Spatio-spectral optical fission in time-varying subwavelength layers

Transparent conducting oxides are highly doped semiconductors that exhibit favourable optical features compared with metals, including reduced material losses, tuneable electronic and optical properties, and enhanced damage thresholds. Recently, the photonic community has renewed its attention towards these materials, recognizing their remarkable nonlinear optical properties in the near-infrared spectrum. The exceptionally large and ultrafast change in the refractive index, which can be optically induced in these compounds, extends beyond the boundaries of conventional perturbative analysis and makes this class of materials the closest approximation to a time-varying system. Here we report the spatio-spectral fission of an ultrafast pulse trespassing a thin film of aluminium zinc oxide with a non-stationary refractive index.
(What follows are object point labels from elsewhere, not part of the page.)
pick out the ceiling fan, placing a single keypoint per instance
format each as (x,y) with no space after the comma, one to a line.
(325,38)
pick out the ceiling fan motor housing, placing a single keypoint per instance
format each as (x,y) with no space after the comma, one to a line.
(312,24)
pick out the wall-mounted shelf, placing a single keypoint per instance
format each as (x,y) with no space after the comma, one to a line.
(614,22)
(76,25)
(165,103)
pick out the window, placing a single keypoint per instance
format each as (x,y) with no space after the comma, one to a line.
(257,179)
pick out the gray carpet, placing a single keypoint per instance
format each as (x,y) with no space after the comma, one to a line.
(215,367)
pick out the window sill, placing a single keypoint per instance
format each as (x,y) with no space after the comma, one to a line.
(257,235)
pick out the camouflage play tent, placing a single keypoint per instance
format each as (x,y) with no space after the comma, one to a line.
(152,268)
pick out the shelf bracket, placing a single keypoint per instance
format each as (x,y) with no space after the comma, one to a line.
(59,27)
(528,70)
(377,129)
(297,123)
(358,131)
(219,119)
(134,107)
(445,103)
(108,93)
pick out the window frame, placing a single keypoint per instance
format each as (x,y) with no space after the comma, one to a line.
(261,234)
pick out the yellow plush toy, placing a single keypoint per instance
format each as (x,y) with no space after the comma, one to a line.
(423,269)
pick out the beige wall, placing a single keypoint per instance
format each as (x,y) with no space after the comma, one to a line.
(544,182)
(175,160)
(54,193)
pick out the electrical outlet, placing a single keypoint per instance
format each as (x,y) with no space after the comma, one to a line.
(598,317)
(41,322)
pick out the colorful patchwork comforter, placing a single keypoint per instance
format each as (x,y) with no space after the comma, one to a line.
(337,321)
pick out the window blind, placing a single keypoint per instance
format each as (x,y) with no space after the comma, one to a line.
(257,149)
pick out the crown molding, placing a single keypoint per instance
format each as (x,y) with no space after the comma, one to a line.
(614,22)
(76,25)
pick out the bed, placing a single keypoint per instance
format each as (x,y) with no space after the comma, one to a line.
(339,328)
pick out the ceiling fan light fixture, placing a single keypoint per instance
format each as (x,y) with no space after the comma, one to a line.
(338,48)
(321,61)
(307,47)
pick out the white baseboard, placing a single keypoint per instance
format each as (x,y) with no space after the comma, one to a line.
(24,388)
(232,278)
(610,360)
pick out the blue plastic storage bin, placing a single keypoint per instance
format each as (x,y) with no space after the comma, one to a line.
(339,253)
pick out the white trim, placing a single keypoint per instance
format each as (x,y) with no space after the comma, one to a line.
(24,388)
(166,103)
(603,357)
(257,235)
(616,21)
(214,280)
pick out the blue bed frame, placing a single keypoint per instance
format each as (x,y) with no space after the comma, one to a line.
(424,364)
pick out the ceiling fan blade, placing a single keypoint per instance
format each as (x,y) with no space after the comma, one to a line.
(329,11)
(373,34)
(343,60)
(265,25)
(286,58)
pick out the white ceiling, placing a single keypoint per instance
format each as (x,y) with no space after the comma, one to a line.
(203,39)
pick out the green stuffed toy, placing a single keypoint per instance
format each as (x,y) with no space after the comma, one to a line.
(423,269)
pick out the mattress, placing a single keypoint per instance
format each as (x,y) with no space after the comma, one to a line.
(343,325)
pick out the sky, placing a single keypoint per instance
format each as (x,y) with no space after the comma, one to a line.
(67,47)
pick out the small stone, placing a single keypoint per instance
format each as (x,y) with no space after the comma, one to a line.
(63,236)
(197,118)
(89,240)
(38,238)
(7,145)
By applying phase conservation to this time-varying layer, our model can account for both space and time refraction and explain, in quantitative terms, the spatial separation of both spectrum and energy. Our findings represent an example of extreme nonlinear phenomena on subwavelength propagation distances, which provides new insights into transparent conducting oxides’ transient optical properties. This can be critical for the ongoing research on photonic time crystals, on-chip generation of non-classical states of light, integrated optical neural networks, ultrafast beam steering and frequency-division multiplexing.